I materiali a bassa resistenza come grasso termico, materiali a cambiamento di fase e metalli liquidi sono adatti principalmente per interfacce piatte, ultrasottili e di livello micron, generalmente utilizzate dove i chip sono strettamente legati ai dissipatori di calore. In queste applicazioni l'obiettivo principale è eliminare i piccolissimi vuoti d'aria causati da microirregolarità sulle superfici di contatto. La selezione si concentra sulla compatibilità con il film sottile, sulla bagnabilità della superficie, sulla bassa resistenza termica di contatto e sulla stabilità a lungo termine, garantendo l'assenza di essiccazione, perdite di olio o pompaggio.
Tuttavia, questi materiali presentano evidenti limiti: non possono colmare gap strutturali medio-grandi; la loro stabilità diminuisce notevolmente se applicati in strati più spessi e non offrono supporto strutturale. Questo è proprio il motivo per cui i supporti sottili a bassa resistenza non possono sostituire i fogli di silicone termico.
Lo scenario di applicazione ideale per le lastre in silicone termico sono spazi strutturali medio-grandi di 0,5 mm o più. Sono ampiamente utilizzati per colmare gli spazi di assemblaggio tra componenti di potenza (come chip montati su PCB, induttori, MOSFET) e alloggiamenti di apparecchiature o moduli dissipatori di calore, compensando efficacemente le differenze di altezza dei componenti, le tolleranze di progettazione e il disallineamento durante l'assemblaggio.
In breve, non risolvono una minore resistenza termica di contatto su interfacce piatte, ma risolvono invece il problema critico della discontinuità termica causata da lacune strutturali. Attraverso un adattamento preciso dello spessore e una deformazione di compressione controllata, riempiono completamente gli spazi vuoti del dispositivo, compattano l'interfaccia, creano percorsi termici stabili ed efficienti, fornendo allo stesso tempo ammortizzazione, assorbimento degli urti e supporto strutturale ausiliario.
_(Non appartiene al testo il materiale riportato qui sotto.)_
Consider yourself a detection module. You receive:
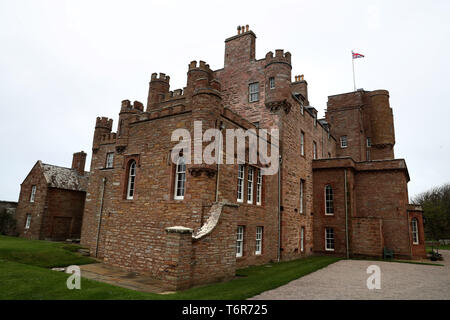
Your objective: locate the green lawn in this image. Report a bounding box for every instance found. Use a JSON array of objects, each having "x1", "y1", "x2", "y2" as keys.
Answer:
[
  {"x1": 0, "y1": 236, "x2": 95, "y2": 268},
  {"x1": 427, "y1": 244, "x2": 450, "y2": 252},
  {"x1": 0, "y1": 237, "x2": 339, "y2": 300}
]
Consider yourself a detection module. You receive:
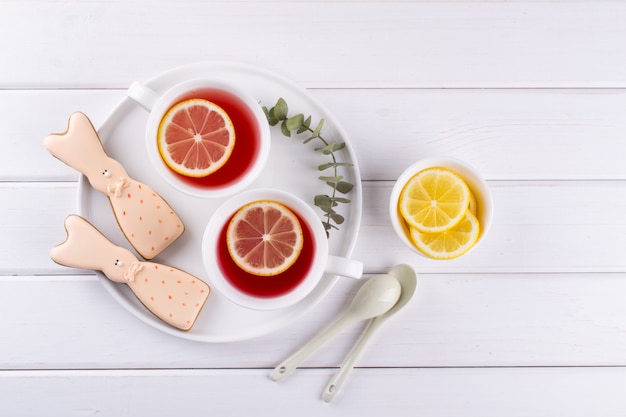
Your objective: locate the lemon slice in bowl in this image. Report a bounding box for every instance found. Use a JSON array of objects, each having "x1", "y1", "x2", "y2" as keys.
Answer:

Abbandonare la mentalità della “sola resistenza termica”. Per selezionare la giusta lastra in silicone termico, concentrati su quattro dimensioni principali per evitare insidie e farlo bene la prima volta:
Riepilogo: definire prima l'applicazione, quindi valutare i parametri: terminare la selezione cieca I fogli in silicone termoconduttivo non trascurano la resistenza termica, ma piuttosto non dovrebbero essere valutati esclusivamente in base alla resistenza termica. Per interfacce sottili, micro-gap e superfici piane e ben accoppiate, sono preferibili grasso termico, materiali a cambiamento di fase o metalli liquidi. Nei casi in cui sono presenti notevoli lacune strutturali, è necessario un incollaggio a compressione, si desidera stabilità termica a lungo termine e sono importanti l'isolamento, l'ammortizzazione o la tolleranza di assemblaggio, i fogli in silicone termoconduttivo diventano la soluzione ottimale. La logica di selezione corretta consiste nel determinare innanzitutto lo scenario applicativo e la forma del materiale adatto, quindi abbinare parametri quali resistenza termica e durezza: questo approccio è molto più affidabile e più adatto alle condizioni del mondo reale rispetto al perseguire ciecamente una resistenza termica inferiore.